Schließlich verdeutlichen auch die Gesetzesmaterialien zur Einführung des § 179a Abs 3 StVG durch das StRÄG 2002, dass der Bund gerade mit jenen gemeinnützigen Therapieeinrichtungen Vereinbarungen zur Kostenübernahme abschließen und dazu Pauschalierungen vorsehen können soll, die Leistungen erbringen, für welche die Krankenversicherung iSd §§ 66 ff B-KUVG keine Leistungsübernahme vorsieht (vgl EBRV StRÄG 2002, 1166 BlgNR XXI. GP, 55). Dies unterstreicht geradezu, dass die grundsätzliche Kostentragungspflicht des Bundes nicht davon abhängt, ob für die durchzuführende Behandlung entsprechende Leistungsansätze der BVA existieren.

Für die vom Generalprokurator vorgenommene Auslegung dieser Gesetzesbestimmung dahin, dass eine solche subsidiäre Kostentragungspflicht nur für jene Leistungen bestehe, welche die Versicherungsanstalt öffentlich Bediensteter ihren Versicherungsnehmern nach den Bestimmungen des B-KUVG zu erbringen hat, bleibt daher schon bei wörtlicher und historischer Auslegung kein Raum (vgl wiederum 15 Os 96/89, SSt 60/57; 14 Os 24/89, SSt 60/24; 14 Os 101/89 zu § 21 SGG).

Eine solche Interpretation würde vielmehr die Gesetzesintentionen einer Entlassung - insbesondere aus dem Maßnahmenvollzug - bei adäquater Behandlungsmöglichkeit außerhalb einer Vollzugsanstalt (ebenso wie jene der Entwöhnungsbehandlung in Freiheit im Anwendungsbereich des § 41 Abs 1 SMG) unterlaufen. Denn für derartige medizinische oder therapeutische Behandlungen in den dafür in Frage kommenden Krankenanstalten, wie etwa in Heimen für Genesende, die ärztlicher Behandlung und besonderer Pflege bedürfen (§ 2 Abs 1 Z 3 KAKuG), oder in Pflegeanstalten für chronisch Kranke, die ärztlicher Betreuung und besonderer Pflege bedürfen (§ 2 Abs 1 Z 4 KAKuG), käme aufgrund der Ausschlussklausel des § 66 Abs 4 B-KUVG (ebenso wie bei den im Fall einer entsprechenden Versicherung zu erbringenden Leistungen anderer Sozialversicherungsträger; vgl § 144 Abs 4 ASVG, § 95 Abs 2 GSVG) eine Kostentragung durch die Krankenversicherung nicht in Frage.
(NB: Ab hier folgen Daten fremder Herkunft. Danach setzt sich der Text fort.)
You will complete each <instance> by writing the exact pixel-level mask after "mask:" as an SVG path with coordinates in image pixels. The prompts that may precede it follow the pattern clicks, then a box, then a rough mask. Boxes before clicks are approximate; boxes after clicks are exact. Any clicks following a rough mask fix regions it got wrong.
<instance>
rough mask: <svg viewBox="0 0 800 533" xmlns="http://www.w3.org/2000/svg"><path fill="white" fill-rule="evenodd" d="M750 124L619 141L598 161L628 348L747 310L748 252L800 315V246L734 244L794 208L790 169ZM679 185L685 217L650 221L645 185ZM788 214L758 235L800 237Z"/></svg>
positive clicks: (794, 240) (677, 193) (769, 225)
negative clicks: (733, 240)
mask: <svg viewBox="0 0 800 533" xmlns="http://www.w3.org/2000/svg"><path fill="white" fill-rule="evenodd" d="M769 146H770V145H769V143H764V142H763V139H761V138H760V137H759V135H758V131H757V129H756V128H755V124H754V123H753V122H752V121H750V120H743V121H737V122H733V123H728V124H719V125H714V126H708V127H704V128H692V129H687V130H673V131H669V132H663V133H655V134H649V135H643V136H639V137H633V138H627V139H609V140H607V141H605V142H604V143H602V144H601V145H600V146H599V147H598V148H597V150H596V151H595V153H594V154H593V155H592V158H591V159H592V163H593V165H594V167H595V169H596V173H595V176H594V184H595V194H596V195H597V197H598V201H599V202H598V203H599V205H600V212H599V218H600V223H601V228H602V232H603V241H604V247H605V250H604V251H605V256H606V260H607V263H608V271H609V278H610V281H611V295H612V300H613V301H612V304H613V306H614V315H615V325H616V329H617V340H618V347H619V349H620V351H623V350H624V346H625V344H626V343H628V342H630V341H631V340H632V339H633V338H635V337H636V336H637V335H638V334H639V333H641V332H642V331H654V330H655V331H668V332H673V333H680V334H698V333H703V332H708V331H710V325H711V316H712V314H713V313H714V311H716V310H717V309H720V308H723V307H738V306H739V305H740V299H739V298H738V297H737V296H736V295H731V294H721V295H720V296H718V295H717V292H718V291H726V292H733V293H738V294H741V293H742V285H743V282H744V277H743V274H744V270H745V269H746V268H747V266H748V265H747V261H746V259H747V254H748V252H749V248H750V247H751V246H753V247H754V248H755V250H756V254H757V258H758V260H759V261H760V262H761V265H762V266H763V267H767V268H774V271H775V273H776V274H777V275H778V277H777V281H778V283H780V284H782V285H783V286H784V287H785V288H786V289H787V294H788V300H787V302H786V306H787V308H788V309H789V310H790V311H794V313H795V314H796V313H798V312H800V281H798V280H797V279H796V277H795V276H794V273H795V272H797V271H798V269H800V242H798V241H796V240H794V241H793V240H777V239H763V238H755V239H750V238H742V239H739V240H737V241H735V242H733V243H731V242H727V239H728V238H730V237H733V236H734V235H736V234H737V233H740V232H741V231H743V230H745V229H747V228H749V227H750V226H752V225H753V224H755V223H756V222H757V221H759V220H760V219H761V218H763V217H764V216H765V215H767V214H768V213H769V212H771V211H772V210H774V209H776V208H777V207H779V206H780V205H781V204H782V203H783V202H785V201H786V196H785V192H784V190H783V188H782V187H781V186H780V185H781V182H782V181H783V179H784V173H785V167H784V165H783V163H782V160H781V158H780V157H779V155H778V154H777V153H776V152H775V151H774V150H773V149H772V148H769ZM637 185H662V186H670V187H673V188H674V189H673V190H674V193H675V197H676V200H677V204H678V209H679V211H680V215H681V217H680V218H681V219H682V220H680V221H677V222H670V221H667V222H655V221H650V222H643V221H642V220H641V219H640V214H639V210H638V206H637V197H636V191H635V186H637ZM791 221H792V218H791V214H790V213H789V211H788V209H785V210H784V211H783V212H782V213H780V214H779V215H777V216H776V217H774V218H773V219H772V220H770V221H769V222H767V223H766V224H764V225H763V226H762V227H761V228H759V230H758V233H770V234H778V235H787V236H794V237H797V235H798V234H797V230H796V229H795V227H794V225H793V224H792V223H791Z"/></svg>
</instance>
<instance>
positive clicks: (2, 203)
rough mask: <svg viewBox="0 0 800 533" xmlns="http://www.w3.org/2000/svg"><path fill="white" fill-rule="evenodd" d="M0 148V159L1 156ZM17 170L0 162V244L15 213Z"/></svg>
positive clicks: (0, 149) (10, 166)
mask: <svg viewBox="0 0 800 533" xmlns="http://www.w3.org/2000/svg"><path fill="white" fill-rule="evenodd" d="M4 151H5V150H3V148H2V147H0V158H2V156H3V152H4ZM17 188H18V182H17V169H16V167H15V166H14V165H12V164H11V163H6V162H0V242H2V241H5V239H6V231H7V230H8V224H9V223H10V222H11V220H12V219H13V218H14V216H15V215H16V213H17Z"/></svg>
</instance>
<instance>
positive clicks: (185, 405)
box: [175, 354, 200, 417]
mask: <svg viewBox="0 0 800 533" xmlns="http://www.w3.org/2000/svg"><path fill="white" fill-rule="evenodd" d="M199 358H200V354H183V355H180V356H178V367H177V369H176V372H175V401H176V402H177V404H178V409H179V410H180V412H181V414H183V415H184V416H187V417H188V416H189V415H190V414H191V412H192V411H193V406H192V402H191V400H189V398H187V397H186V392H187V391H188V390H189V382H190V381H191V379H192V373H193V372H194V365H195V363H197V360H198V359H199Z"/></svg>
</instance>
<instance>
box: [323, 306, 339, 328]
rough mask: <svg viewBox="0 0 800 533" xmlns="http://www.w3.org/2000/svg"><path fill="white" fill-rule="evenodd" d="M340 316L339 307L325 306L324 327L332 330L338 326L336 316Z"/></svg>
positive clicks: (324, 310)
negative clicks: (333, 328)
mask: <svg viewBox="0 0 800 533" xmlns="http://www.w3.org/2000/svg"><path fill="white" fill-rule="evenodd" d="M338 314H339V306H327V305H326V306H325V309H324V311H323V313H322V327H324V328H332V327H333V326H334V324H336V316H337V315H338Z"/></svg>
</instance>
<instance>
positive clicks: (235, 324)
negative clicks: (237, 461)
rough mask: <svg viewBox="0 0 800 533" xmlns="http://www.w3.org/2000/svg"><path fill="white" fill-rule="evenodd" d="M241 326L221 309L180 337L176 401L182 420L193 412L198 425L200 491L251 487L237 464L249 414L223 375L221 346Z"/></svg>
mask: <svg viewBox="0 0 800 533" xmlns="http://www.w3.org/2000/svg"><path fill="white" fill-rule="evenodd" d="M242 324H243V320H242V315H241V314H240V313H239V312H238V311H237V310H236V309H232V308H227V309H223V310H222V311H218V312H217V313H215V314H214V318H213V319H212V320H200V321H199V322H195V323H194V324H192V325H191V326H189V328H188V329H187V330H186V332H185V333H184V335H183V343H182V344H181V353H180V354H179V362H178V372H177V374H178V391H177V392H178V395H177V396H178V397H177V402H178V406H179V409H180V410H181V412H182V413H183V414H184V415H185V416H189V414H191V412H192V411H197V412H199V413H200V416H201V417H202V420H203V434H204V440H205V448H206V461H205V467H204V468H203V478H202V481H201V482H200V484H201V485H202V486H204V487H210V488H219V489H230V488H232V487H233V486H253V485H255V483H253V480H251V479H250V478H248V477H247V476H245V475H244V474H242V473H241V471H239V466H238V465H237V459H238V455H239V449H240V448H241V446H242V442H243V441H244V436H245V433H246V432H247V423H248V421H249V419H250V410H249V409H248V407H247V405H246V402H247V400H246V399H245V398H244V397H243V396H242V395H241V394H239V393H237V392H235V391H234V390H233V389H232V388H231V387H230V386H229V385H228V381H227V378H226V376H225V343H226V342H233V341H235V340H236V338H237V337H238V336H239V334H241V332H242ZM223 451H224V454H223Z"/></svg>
Infolge dessen kommt dem Umstand, dass die Niederösterreichische Gebietskrankenkasse auf der Basis des dem § 66 Abs 4 B-KUVG vergleichbaren § 144 Abs 4 ASVG im vorliegenden Fall eine Leistungsverpflichtung für die (stationäre) Behandlung des bei ihr versicherten Karl P***** zufolge ihres Standpunktes ablehnte, dass insoweit ein Leistungsfall des gesetzlichen Krankenversicherungsträgers nicht eingetreten sei, für die Übernahme der Kosten einer notwendigen Behandlung durch den Bund keine Bedeutung zu.

Der Beschluss des Oberlandesgerichtes Wien vom 25. Mai 2005 entspricht somit dem Gesetz.

Die Nichtigkeitsbeschwerde zur Wahrung des Gesetzes war daher zu verwerfen.